Mrs Curnock Cook said the issue was particularly pressing among more affluent pupils from private or grammar schools who automatically take a degree at 18 because "their parents probably went to university and it's never been a real question for them about whether they should".

She added: "I kind of call these 'the sleepwalkers' – those who, just as A-levels and IB follow GCSE, so university follows your sixth-form studies."

Mrs Curnock Cook insisted university was a "big financial commitment".

There are significant "penalties for failure for young people who pick the wrong course, don't really enjoy it, don't get the most out of it or – worst of all – drop out because it's become three times more expensive”, she said.

Mrs Curnock Cook urged teenagers to carry out proper research on the UCAS website and understand that “lots and lots of people to go university in their 20s and 30s”.

"My message is that schools need to focus on helping students think about these decisions in a lot of detail and not to rush them based on what your parents think or what your mates are doing,” she said.

She said that the introduction of £9,000 fees had already convinced sixth-formers to think twice about a degree, added: “The positive of higher tuition fees is that people are not going to take this decision quite so lightly.

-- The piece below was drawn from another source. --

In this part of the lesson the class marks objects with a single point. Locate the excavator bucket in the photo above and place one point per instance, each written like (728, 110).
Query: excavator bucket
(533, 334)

"If the higher fees actually cause some of these sleepwalkers pause for thought about this very important decision they are making then I think that's probably a good thing.”

*A fifth of students believe that teaching standards at their university are poor, according to research.

A survey of 3,400 undergraduates by the website Student Hut found that 19.6 per are unimpressed by lectures and seminars.

Some 20.8 per cent believe that levels of support available outside of timetables sessions was lacking, it emerged.

Dan Lever, founder of Student Hut, which is a Trip Advisor-style website enabling students to rate their degree, said many students “feel that their experiences are not living up to the expectations they were sold in brochures”.